Эдит стояла у одного из окон кабинета администрации и наблюдала за происходящим снаружи. С той позиции, которую она занимала, Эдит видела не очень много, зато знала, что ее окно находится прямо над афишей, объявляющей о премьере. По ее просьбе имена Эдит Пиаф и Ива Монтана на этой афише были напечатаны шрифтом одинакового размера. Определенно, концерт собрал много людей.
Сегодня вечером не осталось ни единого закутка в зрительном зале, который не был бы продан в качестве хотя бы стоячего места. В продажу выпустили тысячу пятьсот билетов, и Эдит слышала, что предварительное бронирование на следующие выступления тоже было очень многообещающим. Собственно, лучше и быть не могло, теперь оставалось лишь добавить последние штрихи и обеспечить тем самым взлет Ива.
Она отвернулась от окна, прошла через пустые комнаты театральной администрации, и вскоре ее каблуки застучали по лестнице. За сценой жизни было намного больше. Она поприветствовала музыкантов, которые настраивали инструменты, пробежала в поисках Ива мимо рабочих сцены. Из зала до нее донесся гул голосов, и где-то прозвенел первый звонок.
Наконец она его увидела — спрятавшегося за складками занавеса, погруженного в глубокую задумчивость. Казалось, что он повторяет свою программу еще раз, такт за тактом. Какой перфекционист из него получился ее стараниями!
— Дорогой…
Потревоженный тем, что его так внезапно оторвали от размышлений, он вздрогнул, но тут же успокоился.

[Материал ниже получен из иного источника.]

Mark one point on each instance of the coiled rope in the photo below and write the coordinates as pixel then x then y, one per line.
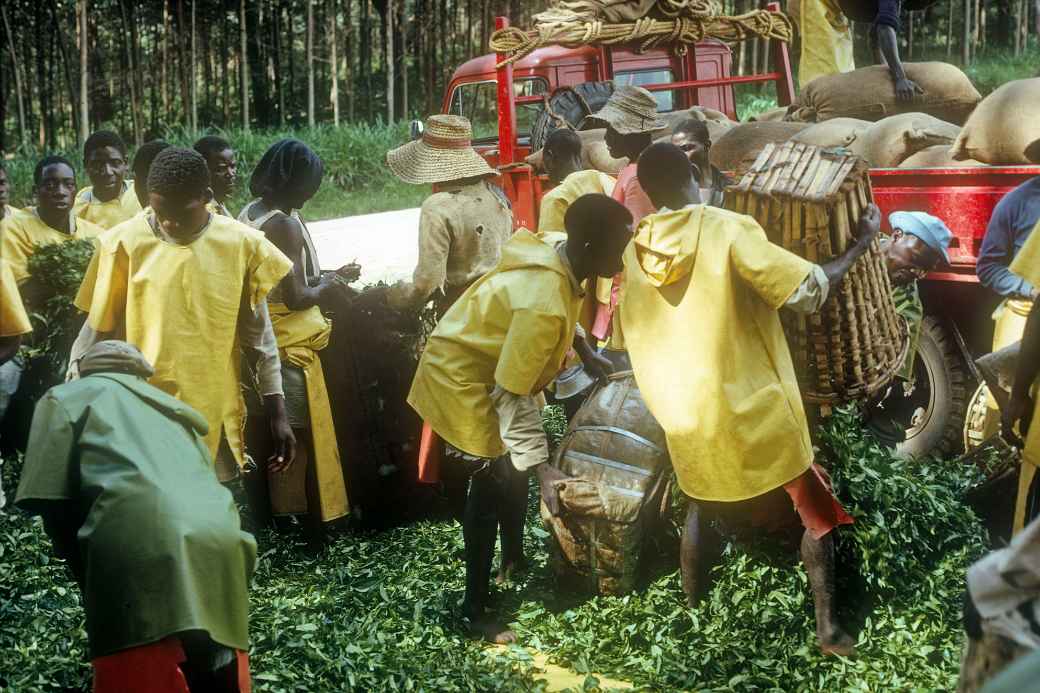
pixel 565 28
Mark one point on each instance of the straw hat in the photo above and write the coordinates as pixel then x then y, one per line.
pixel 629 110
pixel 442 154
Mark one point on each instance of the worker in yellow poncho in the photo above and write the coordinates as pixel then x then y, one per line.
pixel 5 209
pixel 287 176
pixel 110 198
pixel 497 347
pixel 189 288
pixel 49 222
pixel 707 284
pixel 1021 410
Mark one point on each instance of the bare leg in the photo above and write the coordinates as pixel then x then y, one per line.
pixel 817 556
pixel 698 553
pixel 512 519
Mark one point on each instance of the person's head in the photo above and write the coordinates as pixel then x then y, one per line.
pixel 630 119
pixel 668 177
pixel 562 154
pixel 178 190
pixel 54 186
pixel 143 159
pixel 693 137
pixel 598 229
pixel 918 245
pixel 221 159
pixel 4 188
pixel 288 175
pixel 105 158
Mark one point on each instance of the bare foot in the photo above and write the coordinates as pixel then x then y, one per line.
pixel 491 632
pixel 510 569
pixel 838 642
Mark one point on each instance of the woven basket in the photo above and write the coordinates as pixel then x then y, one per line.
pixel 809 201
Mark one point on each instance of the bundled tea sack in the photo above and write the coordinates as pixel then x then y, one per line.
pixel 868 94
pixel 1003 126
pixel 888 143
pixel 837 132
pixel 736 150
pixel 939 156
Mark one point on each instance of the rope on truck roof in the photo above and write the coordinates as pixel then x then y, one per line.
pixel 683 22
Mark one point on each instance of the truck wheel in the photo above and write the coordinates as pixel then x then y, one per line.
pixel 568 105
pixel 931 417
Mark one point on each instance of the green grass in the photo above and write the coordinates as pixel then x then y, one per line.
pixel 357 179
pixel 379 611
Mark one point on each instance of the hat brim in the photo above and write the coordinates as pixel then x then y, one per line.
pixel 419 163
pixel 622 122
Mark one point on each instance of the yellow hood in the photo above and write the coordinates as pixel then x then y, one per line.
pixel 666 245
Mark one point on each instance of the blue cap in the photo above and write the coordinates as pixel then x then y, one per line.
pixel 930 229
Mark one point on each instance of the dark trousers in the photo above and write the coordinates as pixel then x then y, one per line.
pixel 497 496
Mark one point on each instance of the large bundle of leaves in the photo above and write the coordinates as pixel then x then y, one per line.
pixel 56 272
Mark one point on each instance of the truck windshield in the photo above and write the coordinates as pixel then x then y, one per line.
pixel 478 102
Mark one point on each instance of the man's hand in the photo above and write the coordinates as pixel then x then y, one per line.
pixel 907 90
pixel 547 478
pixel 1018 411
pixel 281 433
pixel 869 226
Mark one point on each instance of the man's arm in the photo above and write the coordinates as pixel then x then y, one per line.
pixel 995 256
pixel 257 341
pixel 1020 406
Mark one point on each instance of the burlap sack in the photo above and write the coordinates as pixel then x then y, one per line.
pixel 868 94
pixel 1004 125
pixel 937 157
pixel 889 143
pixel 736 150
pixel 594 154
pixel 836 132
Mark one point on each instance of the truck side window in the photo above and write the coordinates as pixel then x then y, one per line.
pixel 478 102
pixel 666 100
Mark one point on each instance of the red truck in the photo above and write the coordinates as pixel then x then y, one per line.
pixel 503 102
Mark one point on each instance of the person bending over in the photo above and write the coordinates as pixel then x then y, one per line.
pixel 500 343
pixel 109 199
pixel 706 283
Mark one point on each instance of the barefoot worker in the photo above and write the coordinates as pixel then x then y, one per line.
pixel 462 226
pixel 50 222
pixel 223 170
pixel 491 354
pixel 189 288
pixel 706 283
pixel 110 198
pixel 287 177
pixel 120 472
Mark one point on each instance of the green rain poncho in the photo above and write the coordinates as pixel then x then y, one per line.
pixel 160 544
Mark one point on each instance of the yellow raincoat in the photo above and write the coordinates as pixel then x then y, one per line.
pixel 1027 265
pixel 512 328
pixel 827 44
pixel 556 201
pixel 180 306
pixel 14 319
pixel 24 230
pixel 106 214
pixel 699 308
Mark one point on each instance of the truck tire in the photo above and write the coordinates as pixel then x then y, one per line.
pixel 570 105
pixel 932 416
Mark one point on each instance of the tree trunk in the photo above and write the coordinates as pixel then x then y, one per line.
pixel 244 65
pixel 389 59
pixel 310 62
pixel 333 63
pixel 84 80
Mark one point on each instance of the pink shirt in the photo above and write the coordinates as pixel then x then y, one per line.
pixel 628 191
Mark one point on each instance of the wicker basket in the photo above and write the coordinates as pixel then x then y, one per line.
pixel 809 201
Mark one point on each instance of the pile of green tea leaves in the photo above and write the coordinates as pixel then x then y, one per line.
pixel 378 611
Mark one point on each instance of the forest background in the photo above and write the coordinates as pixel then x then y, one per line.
pixel 343 75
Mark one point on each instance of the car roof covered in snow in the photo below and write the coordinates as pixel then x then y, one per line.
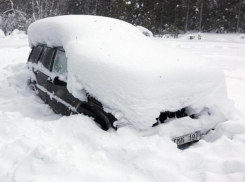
pixel 132 75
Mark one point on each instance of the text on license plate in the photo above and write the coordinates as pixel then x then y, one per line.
pixel 187 138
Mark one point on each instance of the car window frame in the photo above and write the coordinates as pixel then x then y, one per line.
pixel 38 57
pixel 53 60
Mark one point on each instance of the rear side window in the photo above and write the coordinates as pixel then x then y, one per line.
pixel 35 54
pixel 60 63
pixel 47 57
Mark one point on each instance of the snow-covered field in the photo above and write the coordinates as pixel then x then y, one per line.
pixel 38 146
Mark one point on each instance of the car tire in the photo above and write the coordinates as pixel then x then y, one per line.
pixel 102 120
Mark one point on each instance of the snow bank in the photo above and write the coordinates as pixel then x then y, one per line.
pixel 145 31
pixel 17 34
pixel 131 75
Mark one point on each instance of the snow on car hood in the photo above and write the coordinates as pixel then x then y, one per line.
pixel 129 73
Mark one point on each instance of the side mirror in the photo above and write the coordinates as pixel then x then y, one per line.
pixel 59 82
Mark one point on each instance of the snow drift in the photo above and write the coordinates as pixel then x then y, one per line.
pixel 130 74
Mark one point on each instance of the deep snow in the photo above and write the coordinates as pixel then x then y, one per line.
pixel 37 145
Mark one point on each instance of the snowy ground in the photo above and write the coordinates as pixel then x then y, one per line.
pixel 39 146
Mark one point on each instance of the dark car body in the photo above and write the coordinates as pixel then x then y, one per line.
pixel 49 66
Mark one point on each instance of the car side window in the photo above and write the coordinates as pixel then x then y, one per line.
pixel 35 54
pixel 48 57
pixel 60 63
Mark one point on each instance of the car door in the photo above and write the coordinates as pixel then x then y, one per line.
pixel 36 57
pixel 61 100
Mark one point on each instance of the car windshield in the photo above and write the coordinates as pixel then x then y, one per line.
pixel 60 63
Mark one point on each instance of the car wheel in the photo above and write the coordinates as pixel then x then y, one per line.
pixel 102 120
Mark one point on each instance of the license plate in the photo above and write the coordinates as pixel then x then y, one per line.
pixel 187 138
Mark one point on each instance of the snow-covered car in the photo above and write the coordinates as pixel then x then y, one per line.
pixel 107 69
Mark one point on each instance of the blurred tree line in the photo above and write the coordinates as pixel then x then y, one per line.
pixel 160 16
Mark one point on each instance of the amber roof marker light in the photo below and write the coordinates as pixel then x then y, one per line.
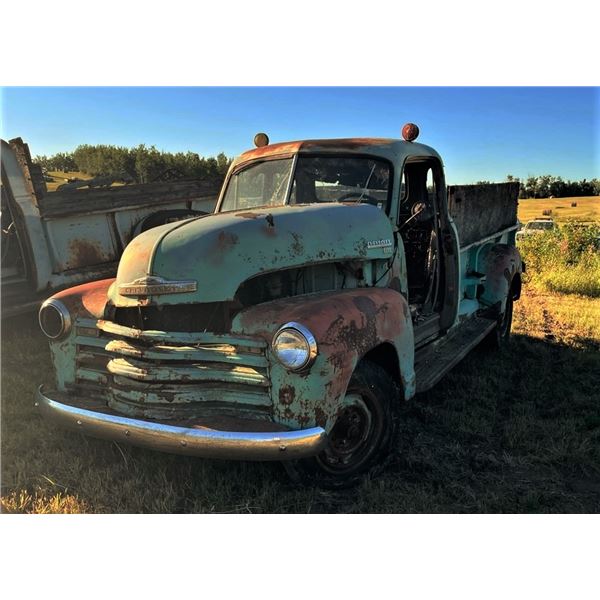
pixel 410 132
pixel 261 139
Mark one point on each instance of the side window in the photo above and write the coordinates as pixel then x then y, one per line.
pixel 418 192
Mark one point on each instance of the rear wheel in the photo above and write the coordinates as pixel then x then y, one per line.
pixel 501 333
pixel 362 433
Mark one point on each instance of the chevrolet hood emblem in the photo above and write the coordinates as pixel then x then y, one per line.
pixel 153 286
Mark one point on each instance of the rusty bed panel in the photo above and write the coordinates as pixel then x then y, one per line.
pixel 481 210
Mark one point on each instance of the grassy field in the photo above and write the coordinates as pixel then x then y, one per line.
pixel 60 177
pixel 587 209
pixel 514 431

— Как хорошо, что ты здесь. Я хотел спросить, как справиться с этой смешной частью песни «Полосатый жилет»? Как думаешь, может, мне стоит изменить темп исполнения?
— Не волнуйся, мы же опробовали эту программу во время турне, она хороша.

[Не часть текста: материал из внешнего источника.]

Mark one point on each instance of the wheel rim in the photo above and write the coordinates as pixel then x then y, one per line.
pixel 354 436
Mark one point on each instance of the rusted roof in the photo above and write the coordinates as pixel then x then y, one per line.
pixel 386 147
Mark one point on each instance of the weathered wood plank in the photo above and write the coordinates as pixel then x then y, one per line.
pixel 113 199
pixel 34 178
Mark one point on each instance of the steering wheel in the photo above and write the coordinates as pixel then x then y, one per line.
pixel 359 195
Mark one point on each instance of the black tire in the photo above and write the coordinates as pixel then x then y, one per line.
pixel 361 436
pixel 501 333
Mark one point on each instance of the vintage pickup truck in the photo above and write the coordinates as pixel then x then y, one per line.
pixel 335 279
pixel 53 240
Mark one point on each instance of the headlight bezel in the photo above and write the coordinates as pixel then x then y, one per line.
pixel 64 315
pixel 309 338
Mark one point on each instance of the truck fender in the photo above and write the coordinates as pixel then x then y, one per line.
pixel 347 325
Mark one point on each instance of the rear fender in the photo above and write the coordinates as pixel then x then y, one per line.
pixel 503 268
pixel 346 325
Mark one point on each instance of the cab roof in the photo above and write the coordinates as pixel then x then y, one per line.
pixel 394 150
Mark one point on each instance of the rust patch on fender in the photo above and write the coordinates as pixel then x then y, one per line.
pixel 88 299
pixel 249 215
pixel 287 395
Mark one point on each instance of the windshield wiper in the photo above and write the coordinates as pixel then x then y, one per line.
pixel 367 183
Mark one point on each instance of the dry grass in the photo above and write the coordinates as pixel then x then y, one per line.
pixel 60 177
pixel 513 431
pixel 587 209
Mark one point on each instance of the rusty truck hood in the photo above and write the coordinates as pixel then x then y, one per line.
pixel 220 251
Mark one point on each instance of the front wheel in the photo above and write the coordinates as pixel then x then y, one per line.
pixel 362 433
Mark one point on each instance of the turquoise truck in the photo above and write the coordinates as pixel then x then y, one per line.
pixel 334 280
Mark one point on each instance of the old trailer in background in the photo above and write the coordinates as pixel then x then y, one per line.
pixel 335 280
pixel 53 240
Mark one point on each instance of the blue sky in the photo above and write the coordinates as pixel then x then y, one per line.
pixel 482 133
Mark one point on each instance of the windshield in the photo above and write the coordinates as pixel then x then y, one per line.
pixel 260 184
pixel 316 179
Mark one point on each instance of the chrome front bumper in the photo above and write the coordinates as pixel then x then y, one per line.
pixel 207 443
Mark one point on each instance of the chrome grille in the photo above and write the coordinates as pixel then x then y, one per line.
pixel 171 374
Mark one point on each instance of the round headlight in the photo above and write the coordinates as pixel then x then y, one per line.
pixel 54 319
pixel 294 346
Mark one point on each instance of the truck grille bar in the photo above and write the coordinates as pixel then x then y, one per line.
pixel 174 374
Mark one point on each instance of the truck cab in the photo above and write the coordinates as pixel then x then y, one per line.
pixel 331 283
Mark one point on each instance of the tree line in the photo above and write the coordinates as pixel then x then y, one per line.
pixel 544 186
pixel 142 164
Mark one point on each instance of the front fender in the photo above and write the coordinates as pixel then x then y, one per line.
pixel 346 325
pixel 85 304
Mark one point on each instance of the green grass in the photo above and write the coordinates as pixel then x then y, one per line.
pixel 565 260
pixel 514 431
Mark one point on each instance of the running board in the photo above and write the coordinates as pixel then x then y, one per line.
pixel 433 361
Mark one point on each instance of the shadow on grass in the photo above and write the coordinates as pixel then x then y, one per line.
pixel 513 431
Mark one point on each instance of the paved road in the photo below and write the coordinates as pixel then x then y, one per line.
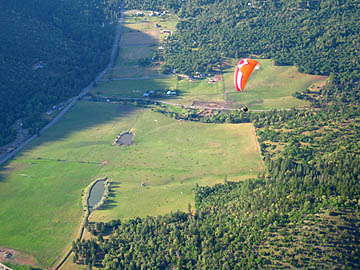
pixel 74 100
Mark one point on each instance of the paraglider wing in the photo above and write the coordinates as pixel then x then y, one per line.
pixel 243 71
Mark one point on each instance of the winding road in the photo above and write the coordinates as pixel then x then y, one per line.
pixel 75 99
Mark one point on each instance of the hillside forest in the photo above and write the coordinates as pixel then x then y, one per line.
pixel 49 51
pixel 304 211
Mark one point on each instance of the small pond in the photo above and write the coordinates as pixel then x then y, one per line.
pixel 96 193
pixel 125 139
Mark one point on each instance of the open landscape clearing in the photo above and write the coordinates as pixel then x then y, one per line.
pixel 158 172
pixel 169 156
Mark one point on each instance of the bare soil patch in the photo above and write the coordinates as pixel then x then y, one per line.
pixel 212 104
pixel 217 78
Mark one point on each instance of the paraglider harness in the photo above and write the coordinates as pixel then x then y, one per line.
pixel 244 108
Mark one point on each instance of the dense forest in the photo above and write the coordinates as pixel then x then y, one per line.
pixel 319 37
pixel 303 212
pixel 49 51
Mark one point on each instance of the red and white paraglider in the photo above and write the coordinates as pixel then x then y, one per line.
pixel 242 73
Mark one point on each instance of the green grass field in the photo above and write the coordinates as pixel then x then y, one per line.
pixel 271 87
pixel 41 189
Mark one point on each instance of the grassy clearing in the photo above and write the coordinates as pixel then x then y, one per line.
pixel 41 205
pixel 41 189
pixel 171 157
pixel 133 88
pixel 271 87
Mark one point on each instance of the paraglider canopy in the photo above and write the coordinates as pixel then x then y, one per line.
pixel 243 71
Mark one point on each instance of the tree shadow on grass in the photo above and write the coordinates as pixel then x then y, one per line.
pixel 109 204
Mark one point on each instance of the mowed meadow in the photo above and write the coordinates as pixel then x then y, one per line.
pixel 41 189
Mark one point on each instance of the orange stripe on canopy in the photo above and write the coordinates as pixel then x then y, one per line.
pixel 243 71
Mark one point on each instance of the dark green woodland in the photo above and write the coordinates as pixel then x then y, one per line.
pixel 303 212
pixel 49 51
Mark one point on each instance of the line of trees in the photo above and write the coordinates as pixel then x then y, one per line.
pixel 303 211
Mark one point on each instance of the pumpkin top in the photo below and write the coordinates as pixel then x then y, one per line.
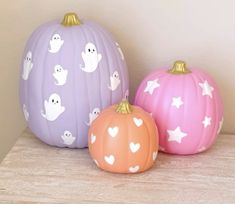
pixel 179 68
pixel 124 107
pixel 71 19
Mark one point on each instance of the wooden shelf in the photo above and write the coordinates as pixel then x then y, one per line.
pixel 34 172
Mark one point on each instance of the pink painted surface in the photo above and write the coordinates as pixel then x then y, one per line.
pixel 181 127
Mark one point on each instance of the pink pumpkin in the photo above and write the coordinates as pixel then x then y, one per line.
pixel 186 106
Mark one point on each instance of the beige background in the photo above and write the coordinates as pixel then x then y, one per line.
pixel 152 34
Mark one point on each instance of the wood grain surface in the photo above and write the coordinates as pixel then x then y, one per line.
pixel 34 172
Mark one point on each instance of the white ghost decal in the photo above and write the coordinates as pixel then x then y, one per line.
pixel 28 65
pixel 91 58
pixel 68 138
pixel 93 115
pixel 60 75
pixel 114 81
pixel 55 43
pixel 53 107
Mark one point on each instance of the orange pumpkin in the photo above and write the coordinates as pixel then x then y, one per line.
pixel 123 139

Эдит взяла его руку и положила ее себе туда, где висел на цепочке маленький золотой крест. Его пальцы были совсем холодными.
— Даже если ты не веришь в силу святой Терезы из Лизьё, в этот раз ты должен довериться ей и уповать на ее помощь.
— Мы же были сегодня в церкви, — возразил он. — Разве этого недостаточно?
— Нельзя самому судить о том, какая просьба о помощи будет достаточной.
Ив наклонился и поцеловал ее в шею.
— Ты моя святая, — прошептал он, выпрямляясь, и прикоснувшись губами к ее уху.
— Не богохульствуй, — строго пригрозила она. Но ее улыбка показала, что эта строгость притворна. — Тьфу-тьфу-тьфу, Ив!
— Тебе тоже удачи, Малышка.
Через десять минут на сцене появился не Ив, а Эдит. Она знала, что обескуражит его этим, но это было совершенно спонтанное решение, заставившее ее сделать шаг из-за занавеса. С помощью техника она пробралась сквозь красные бархатные портьеры. И теперь она стояла в свете прожекторов в полном одиночестве перед публикой, которая в основном пришла из-за нее. А ее сердце было полно любви к человеку, которому предстояло вот-вот появиться здесь и сделать шаг в свое профессиональное будущее. Она вглядывалась в ряды театрального зала, построенного в имперском стиле. Почти ослепленная, она различала лишь темную массу, хотя иногда тут и там попадались знакомые лица. С момента, когда она вышла на сцену, воцарилась изумленная тишина. Это был первый раз, когда Эдит Пиаф вышла перед тем, кто должен был стоять у нее на разогреве.